What was the situation for Chevron after 2021?
$ million | 2019 | 2020 | 2021 |
revenues | 139 865 | 94 471 | 155 606 |
net profit | 2 924 | -5 543 | 15 625 |
OCF | 27 314 | 10 577 | 29 187 |
CAPEX | 14 116 | 8 922 | 8 056 |
FCF | 13 198 | 1 655 | 21 131 |
Dividend | 8 959 | 9 651 | 10 179 |
Purchase of shares | 2 935 | 1 531 | 0 |
interest debt krt. | 4 882 | 5 627 | 62 |
debt interest debt ... | 23 409 | 42 320 | 30 664 |
cash | 5 686 | 5 596 | 5 640 |
net debt | 22 605 | 42 351 | 25 086 |
In 2021, the company was in a very good financial condition. After the acquisition of Noble Energy in 2020, there was an increase in debt. However, after just one year, the company managed to significantly reduce its debt. The high FCF helped, which allowed for the financing of CAPEX and the payment of $ 10 billion in dividends.

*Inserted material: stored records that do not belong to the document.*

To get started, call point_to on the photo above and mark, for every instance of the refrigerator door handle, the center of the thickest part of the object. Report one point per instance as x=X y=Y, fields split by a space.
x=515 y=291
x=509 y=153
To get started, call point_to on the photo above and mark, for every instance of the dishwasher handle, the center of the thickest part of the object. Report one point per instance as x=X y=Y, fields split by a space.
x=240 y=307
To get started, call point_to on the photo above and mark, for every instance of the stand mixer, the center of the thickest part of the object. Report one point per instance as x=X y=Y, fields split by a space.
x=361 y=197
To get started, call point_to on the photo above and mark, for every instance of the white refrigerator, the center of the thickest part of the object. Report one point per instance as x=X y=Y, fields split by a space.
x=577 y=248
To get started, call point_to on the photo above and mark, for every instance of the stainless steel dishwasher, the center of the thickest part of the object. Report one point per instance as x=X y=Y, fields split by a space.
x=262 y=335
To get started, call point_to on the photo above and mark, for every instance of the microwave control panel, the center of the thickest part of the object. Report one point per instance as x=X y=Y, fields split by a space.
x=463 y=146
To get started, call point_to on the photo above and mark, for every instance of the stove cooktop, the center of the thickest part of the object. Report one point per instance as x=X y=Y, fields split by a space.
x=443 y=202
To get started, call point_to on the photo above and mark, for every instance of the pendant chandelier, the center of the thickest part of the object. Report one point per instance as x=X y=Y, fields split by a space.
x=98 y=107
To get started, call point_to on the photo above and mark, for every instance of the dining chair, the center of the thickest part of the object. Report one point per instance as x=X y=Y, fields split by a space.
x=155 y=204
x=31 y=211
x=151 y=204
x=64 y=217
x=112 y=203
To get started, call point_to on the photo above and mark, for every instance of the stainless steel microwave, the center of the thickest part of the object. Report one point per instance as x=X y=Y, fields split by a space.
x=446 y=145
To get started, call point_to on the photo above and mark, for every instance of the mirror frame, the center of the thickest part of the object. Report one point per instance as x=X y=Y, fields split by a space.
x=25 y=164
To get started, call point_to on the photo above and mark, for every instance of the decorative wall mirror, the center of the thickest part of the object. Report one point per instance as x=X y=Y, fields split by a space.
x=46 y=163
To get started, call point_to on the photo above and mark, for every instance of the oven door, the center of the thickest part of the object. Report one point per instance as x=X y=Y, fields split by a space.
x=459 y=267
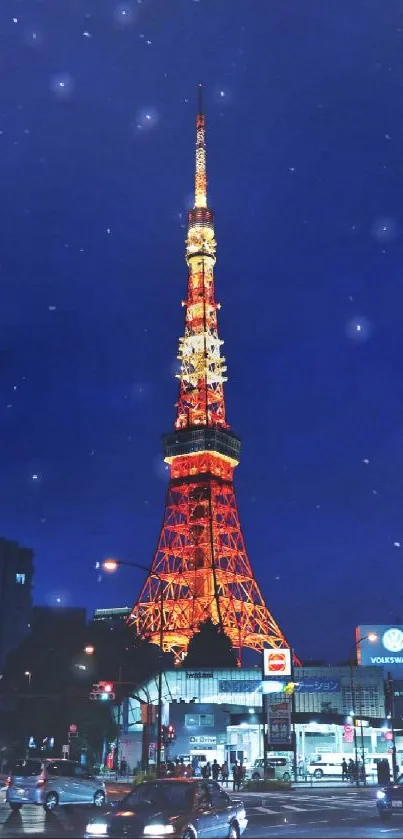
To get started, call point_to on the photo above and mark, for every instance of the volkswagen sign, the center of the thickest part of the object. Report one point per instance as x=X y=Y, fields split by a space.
x=385 y=650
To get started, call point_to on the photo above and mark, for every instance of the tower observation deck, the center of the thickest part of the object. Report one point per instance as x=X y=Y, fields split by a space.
x=201 y=559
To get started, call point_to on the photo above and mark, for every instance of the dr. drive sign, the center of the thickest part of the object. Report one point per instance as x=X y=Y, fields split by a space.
x=386 y=649
x=277 y=662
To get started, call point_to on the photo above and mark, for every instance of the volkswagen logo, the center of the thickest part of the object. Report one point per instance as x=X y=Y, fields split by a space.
x=392 y=640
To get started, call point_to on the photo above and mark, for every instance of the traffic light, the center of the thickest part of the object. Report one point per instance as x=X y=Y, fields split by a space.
x=103 y=691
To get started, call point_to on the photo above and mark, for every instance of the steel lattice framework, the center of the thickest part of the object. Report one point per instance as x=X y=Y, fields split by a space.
x=201 y=559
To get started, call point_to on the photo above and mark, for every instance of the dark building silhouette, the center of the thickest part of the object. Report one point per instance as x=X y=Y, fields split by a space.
x=58 y=619
x=112 y=616
x=16 y=573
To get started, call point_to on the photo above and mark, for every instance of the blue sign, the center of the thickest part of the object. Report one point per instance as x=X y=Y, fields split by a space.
x=312 y=685
x=245 y=686
x=380 y=644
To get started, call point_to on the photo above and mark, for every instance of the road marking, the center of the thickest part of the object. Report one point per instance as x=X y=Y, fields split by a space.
x=297 y=809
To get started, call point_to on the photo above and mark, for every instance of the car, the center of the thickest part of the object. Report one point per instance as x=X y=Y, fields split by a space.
x=176 y=807
x=277 y=767
x=389 y=799
x=53 y=782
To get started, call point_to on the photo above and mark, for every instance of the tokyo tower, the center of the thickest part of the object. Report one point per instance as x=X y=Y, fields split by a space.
x=201 y=559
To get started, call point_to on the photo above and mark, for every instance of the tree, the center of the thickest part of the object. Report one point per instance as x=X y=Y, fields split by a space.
x=210 y=647
x=49 y=677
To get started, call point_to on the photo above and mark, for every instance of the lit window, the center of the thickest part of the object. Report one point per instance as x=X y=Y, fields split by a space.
x=206 y=720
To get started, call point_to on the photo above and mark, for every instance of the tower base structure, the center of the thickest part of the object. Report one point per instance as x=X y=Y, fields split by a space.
x=201 y=559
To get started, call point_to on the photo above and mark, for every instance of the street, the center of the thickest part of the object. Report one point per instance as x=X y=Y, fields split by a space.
x=309 y=814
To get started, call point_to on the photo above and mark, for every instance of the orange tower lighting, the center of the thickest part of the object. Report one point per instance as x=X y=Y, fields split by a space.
x=201 y=559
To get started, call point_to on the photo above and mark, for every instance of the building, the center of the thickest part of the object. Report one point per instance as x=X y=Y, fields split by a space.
x=115 y=615
x=16 y=574
x=219 y=713
x=201 y=568
x=48 y=619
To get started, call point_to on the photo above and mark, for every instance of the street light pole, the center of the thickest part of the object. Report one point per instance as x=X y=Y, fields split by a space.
x=159 y=732
x=352 y=687
x=112 y=565
x=353 y=654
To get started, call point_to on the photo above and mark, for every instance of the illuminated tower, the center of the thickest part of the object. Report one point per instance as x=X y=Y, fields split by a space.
x=201 y=559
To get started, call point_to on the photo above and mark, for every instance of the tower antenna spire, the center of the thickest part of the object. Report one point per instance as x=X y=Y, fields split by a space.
x=200 y=171
x=200 y=109
x=201 y=567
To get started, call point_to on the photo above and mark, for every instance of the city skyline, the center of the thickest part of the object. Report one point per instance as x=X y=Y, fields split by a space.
x=96 y=171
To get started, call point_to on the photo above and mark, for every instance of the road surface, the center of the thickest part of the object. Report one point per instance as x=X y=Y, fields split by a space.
x=298 y=814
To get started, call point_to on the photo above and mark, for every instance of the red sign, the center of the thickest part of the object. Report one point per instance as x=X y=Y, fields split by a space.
x=348 y=734
x=276 y=662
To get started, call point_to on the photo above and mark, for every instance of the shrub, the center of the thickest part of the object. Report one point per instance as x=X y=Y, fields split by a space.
x=267 y=785
x=141 y=776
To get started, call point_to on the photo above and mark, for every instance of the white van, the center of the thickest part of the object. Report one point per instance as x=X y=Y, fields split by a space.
x=277 y=767
x=328 y=763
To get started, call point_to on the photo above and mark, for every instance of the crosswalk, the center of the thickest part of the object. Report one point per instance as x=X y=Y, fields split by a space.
x=34 y=822
x=273 y=804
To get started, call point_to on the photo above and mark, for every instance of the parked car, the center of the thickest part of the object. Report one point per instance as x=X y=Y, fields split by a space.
x=277 y=767
x=389 y=800
x=179 y=808
x=53 y=782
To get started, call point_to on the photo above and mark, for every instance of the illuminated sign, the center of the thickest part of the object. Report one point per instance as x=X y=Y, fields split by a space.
x=203 y=740
x=380 y=645
x=277 y=662
x=279 y=733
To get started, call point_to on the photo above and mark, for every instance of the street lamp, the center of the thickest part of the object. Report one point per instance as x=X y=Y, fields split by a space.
x=353 y=655
x=112 y=565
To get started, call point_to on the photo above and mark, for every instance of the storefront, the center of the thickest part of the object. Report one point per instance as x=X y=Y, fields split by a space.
x=219 y=714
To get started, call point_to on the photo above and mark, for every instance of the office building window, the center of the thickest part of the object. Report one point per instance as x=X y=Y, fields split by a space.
x=206 y=720
x=191 y=720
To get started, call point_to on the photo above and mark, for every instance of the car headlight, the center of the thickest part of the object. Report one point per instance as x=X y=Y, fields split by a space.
x=97 y=829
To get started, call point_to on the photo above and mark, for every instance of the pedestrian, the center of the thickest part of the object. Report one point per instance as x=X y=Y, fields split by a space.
x=215 y=770
x=351 y=770
x=206 y=771
x=236 y=776
x=224 y=773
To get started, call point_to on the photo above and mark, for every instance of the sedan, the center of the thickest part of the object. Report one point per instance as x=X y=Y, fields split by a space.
x=390 y=799
x=176 y=807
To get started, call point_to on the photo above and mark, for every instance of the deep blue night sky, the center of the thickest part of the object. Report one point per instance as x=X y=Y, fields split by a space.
x=305 y=161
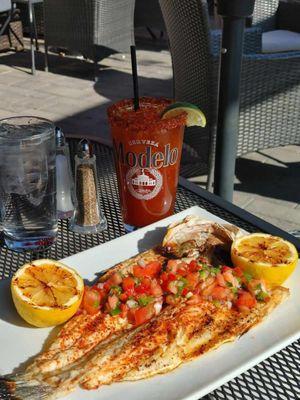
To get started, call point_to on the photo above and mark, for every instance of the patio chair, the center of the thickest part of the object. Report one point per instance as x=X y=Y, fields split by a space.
x=5 y=7
x=94 y=28
x=270 y=83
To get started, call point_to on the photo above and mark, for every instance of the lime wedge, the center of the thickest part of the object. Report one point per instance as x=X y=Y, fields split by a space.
x=195 y=116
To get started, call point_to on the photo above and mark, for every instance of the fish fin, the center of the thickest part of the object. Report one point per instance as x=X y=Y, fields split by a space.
x=16 y=387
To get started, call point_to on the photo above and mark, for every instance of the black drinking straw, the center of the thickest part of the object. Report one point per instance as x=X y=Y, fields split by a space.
x=136 y=100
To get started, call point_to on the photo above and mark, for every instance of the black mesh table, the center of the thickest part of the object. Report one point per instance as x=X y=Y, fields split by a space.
x=276 y=378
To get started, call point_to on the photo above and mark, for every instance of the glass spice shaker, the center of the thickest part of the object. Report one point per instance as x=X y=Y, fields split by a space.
x=88 y=217
x=65 y=196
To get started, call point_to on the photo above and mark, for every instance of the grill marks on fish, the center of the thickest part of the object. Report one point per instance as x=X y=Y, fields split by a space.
x=178 y=334
x=83 y=332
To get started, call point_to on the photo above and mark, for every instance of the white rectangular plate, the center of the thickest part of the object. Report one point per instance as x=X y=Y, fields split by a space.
x=19 y=342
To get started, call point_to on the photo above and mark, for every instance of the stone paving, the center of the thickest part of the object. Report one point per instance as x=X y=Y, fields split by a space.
x=267 y=182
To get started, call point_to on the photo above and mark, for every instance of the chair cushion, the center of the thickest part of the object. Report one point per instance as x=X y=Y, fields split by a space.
x=280 y=41
x=288 y=15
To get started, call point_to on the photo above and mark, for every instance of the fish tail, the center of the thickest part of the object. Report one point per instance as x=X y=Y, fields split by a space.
x=16 y=387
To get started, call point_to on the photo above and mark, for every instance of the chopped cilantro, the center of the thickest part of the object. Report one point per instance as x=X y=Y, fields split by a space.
x=205 y=266
x=203 y=274
x=182 y=282
x=115 y=311
x=137 y=281
x=247 y=276
x=215 y=270
x=144 y=300
x=234 y=290
x=261 y=296
x=116 y=289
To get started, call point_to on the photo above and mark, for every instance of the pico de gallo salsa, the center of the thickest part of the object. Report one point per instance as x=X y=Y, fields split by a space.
x=141 y=294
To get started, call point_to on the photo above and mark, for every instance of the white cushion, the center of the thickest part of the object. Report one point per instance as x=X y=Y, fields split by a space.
x=279 y=41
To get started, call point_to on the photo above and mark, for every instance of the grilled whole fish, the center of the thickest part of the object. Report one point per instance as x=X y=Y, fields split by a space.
x=99 y=349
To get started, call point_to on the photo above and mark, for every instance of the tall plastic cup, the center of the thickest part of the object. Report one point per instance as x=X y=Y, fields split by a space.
x=27 y=183
x=147 y=153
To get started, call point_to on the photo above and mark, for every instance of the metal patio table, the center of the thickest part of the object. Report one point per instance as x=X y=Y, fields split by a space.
x=277 y=377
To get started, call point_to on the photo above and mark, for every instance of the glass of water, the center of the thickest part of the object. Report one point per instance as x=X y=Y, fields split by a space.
x=27 y=183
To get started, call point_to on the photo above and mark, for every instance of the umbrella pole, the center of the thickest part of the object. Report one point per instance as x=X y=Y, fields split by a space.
x=234 y=14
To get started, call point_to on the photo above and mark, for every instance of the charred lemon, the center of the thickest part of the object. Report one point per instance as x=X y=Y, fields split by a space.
x=46 y=292
x=265 y=256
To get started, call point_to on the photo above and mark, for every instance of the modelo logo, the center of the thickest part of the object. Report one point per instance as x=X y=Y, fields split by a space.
x=148 y=158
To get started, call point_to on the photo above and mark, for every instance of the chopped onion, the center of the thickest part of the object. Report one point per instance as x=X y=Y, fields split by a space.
x=229 y=304
x=157 y=307
x=141 y=263
x=132 y=303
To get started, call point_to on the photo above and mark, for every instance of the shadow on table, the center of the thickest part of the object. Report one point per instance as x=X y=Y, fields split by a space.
x=59 y=65
x=278 y=182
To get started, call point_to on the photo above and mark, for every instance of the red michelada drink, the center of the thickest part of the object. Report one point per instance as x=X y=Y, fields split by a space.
x=147 y=152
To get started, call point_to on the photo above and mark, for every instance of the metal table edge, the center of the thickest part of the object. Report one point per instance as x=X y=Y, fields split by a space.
x=239 y=212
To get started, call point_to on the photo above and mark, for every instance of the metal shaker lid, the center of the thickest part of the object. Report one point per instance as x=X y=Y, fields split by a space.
x=84 y=149
x=60 y=137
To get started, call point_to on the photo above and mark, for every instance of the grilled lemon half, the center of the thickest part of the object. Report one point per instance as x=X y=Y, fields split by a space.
x=46 y=292
x=265 y=256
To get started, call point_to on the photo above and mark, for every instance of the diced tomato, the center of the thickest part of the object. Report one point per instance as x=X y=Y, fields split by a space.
x=220 y=293
x=228 y=276
x=181 y=271
x=102 y=292
x=112 y=301
x=171 y=277
x=245 y=301
x=225 y=268
x=208 y=290
x=144 y=286
x=116 y=278
x=184 y=291
x=172 y=287
x=124 y=310
x=107 y=285
x=171 y=299
x=156 y=289
x=164 y=276
x=144 y=314
x=153 y=268
x=195 y=299
x=149 y=270
x=128 y=284
x=238 y=272
x=221 y=280
x=123 y=297
x=91 y=301
x=138 y=271
x=173 y=265
x=193 y=279
x=193 y=266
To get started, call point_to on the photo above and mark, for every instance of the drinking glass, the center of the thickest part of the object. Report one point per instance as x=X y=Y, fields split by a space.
x=27 y=182
x=147 y=153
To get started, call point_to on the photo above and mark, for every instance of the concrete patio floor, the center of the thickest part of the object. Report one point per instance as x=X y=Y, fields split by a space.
x=267 y=182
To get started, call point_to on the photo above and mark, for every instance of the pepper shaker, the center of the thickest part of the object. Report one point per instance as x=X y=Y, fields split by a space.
x=88 y=217
x=65 y=196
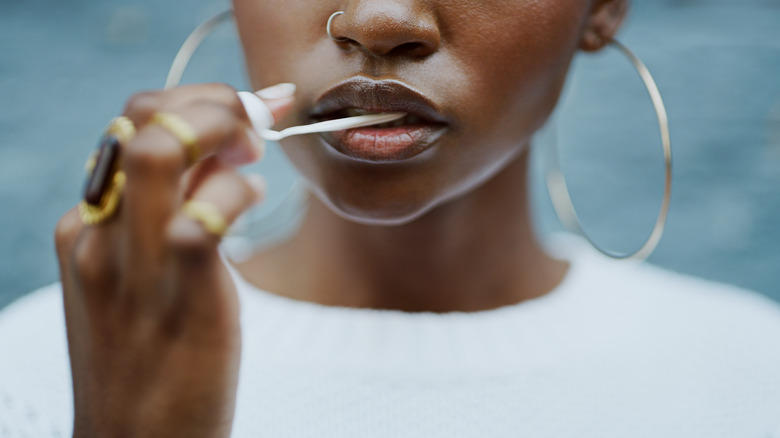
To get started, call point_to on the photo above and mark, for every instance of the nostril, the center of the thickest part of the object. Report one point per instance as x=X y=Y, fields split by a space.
x=410 y=49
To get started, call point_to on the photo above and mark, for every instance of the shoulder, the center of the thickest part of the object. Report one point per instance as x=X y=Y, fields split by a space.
x=35 y=385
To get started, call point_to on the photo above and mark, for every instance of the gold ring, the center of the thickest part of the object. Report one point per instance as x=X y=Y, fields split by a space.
x=105 y=182
x=208 y=215
x=183 y=132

Buffett's exposure increase occurred in IQ 2022. The reason was Russia's invasion of Ukraine. This event increased the risk of economic sanctions against Russia. The growing tension between the 'West' and Russia made it more and more real to 'cut off' Russia from oil revenues. As a result, European Union countries will be forced to buy crude oil from other contractors. As part of the production (of the Russian Ural crude oil) will fall partially off the market, there will be a greater demand for crude oil. Companies with high upstream activities will be the beneficiaries. One of such companies is Chevron. After the purchases, Chevron became the 4th largest item in the equity portfolio, ahead of, among others, Coca-Cola and Moody's.
Summation
Certainly, purchases started in 2020 and 2021 generated a very high rate of return (especially taking into account the wide market). Chevron's current share price is more than twice as high as it was when Berkshire Hathaway began buying back the company's shares. Warren Buffett once again proved that investment discipline is very important if you want to generate above-average rates of return.